Trouble with indexing

Come here for help or to post comments on Sphider
Post Reply
harrymcc
Posts: 2
Joined: Sat Feb 17, 2024 8:42 am

Trouble with indexing

Post by harrymcc »

I've installed Sphider on my personal site (to try it out before putting it on a larger site). It's up and running, and I'm attempting to index using a sitemap, but it's stalling on certain pages, specifically these two:

https://harrymccracken.com/blog/2005/03 ... ir-murals/

https://harrymccracken.com/blog/2021/09 ... le-statue/

It starts indexing them, but never finishes.

I created the sitemap after not succeeding in getting Sphider to index this WordPress site without one.

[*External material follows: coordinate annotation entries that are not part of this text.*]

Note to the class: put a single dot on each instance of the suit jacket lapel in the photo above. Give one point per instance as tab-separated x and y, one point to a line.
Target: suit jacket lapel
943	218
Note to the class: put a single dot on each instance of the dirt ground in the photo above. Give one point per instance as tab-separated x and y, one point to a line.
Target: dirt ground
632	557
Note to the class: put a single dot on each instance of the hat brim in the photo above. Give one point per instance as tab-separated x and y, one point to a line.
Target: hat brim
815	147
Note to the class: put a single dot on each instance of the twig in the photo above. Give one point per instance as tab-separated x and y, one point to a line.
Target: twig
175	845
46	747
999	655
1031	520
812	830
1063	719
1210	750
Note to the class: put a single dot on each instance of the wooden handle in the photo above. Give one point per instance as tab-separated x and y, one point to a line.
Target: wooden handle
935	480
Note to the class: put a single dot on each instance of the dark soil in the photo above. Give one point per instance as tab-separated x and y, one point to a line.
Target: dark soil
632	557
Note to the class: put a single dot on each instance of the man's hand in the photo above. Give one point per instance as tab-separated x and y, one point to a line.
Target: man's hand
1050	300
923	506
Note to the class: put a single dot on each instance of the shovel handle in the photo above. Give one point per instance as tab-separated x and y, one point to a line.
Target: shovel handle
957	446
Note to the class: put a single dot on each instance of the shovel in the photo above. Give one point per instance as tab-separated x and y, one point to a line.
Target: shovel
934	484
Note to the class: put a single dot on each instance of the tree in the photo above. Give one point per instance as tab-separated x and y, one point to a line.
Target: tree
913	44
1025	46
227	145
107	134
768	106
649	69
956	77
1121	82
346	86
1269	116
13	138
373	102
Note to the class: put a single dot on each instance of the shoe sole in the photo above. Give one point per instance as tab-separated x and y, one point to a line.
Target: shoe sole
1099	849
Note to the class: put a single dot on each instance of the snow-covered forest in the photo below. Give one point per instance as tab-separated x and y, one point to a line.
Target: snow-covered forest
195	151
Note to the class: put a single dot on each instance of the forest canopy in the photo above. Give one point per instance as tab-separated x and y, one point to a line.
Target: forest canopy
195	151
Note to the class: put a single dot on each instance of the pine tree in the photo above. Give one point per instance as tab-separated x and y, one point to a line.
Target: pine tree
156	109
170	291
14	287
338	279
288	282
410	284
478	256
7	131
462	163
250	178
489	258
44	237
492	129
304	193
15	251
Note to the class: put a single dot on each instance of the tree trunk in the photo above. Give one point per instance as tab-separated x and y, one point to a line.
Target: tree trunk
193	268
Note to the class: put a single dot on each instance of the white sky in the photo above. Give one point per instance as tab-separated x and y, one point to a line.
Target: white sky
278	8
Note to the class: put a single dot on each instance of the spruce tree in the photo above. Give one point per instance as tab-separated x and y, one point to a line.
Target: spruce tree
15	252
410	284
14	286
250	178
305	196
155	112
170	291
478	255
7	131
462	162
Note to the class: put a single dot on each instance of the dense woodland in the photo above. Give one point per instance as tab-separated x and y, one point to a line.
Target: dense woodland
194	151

I thought it might be able to find everything from this archive page, but it didn't work:

https://harrymccracken.com/blog/harry-g ... g-archive/

Any advice would be appreciated. I'm excited about using this software.
User avatar
captquirk
Site Admin
Posts: 299
Joined: Sun Apr 09, 2017 8:49 pm
Location: Arizona, USA
Contact:

Re: Trouble with indexing

Post by captquirk »

I tried indexing the your blog using your sitemap. Results were partial success.
By this I mean that I made two runs and both ran to completion. No stalls. So in this regards I suspect you are encountering the dreaded 500 error! The best work around for this is to index from a command prompt.

BUT --- even though indexing ran to completion, and MOST of the pages listed in the sitemap indexed, some pages did not even get referenced in the run! For example, any URL containing "bix-animation" was totally ignored. There were also a couple other pages totally ignored.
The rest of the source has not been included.